I'm using limma in BioConductor to make a simple paired comparison in gene expression. Now I'd like to run an auxiliary analysis to see if there are individual differences which correlate with changes in gene expression. I'm having difficulty understanding how to fold this additional research question in.
First - the simple paired comparison. I have animals which learn a task on only 1 side of the body. I then harvest CNS tissue from the trained and untrained sides. Gene expression due to learning is then identified by comparing the trained and untrained samples on a two-color array (each array is within-subjects with one dye for the trained sample, the other for the untrained sample; dyes are counterbalanced across condition; 16 biological replicates (i.e. 16 different microarrays, each with trained/untrained samples from 1 animal)). The essential part of the R script I'm using is:
design <- modelMatrix(targets, ref="Control") fit <- lmFit(MA2.avg, design) regulated <- treat(fit, lfc=0.137503524)
Even though all the animals have learned to criterion, there are large individual differences in their ability to retain the information. So each animal has a 'memory score' that measures the degree to which the learned behavior has decayed between training and harvesting the samples.

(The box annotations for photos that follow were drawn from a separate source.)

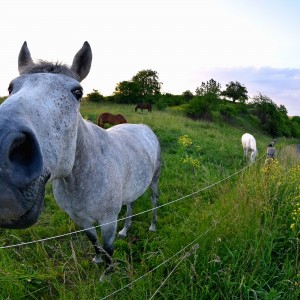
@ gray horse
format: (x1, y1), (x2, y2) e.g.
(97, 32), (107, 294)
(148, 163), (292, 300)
(0, 42), (161, 267)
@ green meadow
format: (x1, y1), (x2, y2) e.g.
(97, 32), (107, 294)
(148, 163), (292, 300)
(0, 102), (300, 300)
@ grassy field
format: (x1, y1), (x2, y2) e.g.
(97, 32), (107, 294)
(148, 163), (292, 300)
(0, 103), (300, 300)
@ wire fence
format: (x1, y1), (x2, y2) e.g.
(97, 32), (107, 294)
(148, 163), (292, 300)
(0, 155), (265, 249)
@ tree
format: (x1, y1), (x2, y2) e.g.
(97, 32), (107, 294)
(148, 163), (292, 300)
(114, 81), (140, 104)
(132, 69), (162, 97)
(182, 90), (194, 102)
(85, 89), (104, 102)
(221, 81), (248, 103)
(196, 79), (221, 97)
(253, 93), (281, 137)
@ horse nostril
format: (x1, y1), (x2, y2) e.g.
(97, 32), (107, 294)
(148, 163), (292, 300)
(8, 132), (42, 186)
(8, 134), (34, 166)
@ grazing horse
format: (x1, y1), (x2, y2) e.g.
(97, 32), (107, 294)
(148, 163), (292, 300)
(242, 133), (258, 162)
(134, 103), (152, 112)
(97, 113), (127, 128)
(0, 42), (161, 276)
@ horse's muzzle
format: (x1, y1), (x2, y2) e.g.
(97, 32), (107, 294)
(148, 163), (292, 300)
(0, 126), (49, 228)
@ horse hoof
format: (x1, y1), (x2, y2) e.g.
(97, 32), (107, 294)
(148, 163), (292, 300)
(118, 229), (127, 239)
(92, 256), (103, 264)
(99, 272), (111, 283)
(149, 225), (156, 232)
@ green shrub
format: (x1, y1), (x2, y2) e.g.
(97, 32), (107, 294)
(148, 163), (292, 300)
(85, 89), (104, 103)
(187, 96), (212, 120)
(218, 104), (237, 120)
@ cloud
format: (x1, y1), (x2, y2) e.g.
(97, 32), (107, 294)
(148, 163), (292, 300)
(194, 67), (300, 116)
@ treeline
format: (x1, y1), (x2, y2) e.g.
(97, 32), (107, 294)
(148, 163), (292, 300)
(85, 70), (300, 137)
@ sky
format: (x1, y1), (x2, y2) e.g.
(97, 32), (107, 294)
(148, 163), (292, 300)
(0, 0), (300, 116)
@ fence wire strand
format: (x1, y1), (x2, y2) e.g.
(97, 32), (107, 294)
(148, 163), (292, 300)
(0, 155), (265, 249)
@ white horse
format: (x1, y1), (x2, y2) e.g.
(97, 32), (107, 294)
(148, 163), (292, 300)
(0, 42), (161, 274)
(242, 133), (258, 162)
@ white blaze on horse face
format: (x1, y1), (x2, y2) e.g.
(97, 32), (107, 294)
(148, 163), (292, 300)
(3, 73), (81, 179)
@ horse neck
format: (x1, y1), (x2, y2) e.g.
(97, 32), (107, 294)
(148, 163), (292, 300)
(75, 117), (108, 159)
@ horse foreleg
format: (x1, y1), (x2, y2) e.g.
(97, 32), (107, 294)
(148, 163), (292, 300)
(101, 222), (117, 271)
(85, 228), (104, 264)
(119, 202), (133, 238)
(149, 178), (158, 231)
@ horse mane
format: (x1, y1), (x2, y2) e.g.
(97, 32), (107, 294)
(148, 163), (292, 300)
(20, 60), (79, 80)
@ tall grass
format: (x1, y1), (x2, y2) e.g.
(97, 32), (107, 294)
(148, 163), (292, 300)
(0, 103), (300, 299)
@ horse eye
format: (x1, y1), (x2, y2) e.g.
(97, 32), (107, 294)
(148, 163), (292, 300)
(7, 84), (13, 95)
(72, 89), (83, 100)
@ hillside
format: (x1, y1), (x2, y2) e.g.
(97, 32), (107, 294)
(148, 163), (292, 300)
(0, 103), (300, 299)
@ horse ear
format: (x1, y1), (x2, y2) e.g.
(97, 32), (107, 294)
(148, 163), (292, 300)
(71, 42), (92, 81)
(18, 42), (34, 75)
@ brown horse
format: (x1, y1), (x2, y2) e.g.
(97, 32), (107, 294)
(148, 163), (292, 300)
(134, 103), (152, 112)
(97, 113), (127, 128)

So: I'd like to find changes in gene expression that relate to memory scores. To be clear, I'm interested in relating memory scores to the log-fold-change scores (the comparisons of trained/untrained), though I suppose it could also be possible to look for correlations with expression overall (e.g. the average expression across both sides).
I know that limma can handle quantitative conditions. But none of the examples/papers I've been able to find so far seem to quite fit the design I have. Hope I'm not asking an obvious our previously answered question.
Any help or pointers much appreciated,
Just to be clear, here's the targets array for the paired comparison.
SampleNumber FileName Cy3 Cy5 1 Animal1.txt Control Trained ... 16 Animal16.txt Trained Control
So I could extend it with the memory scores:
SampleNumber FileName Cy3 Cy5 MScore 1 Animal1.txt Control Trained 2.1 ... 16 Animal168.txt Trained Control 1.3
but then I'm pretty lost as to how to make a proper contrast to find transcripts which have a LFC correlated with the memory scores.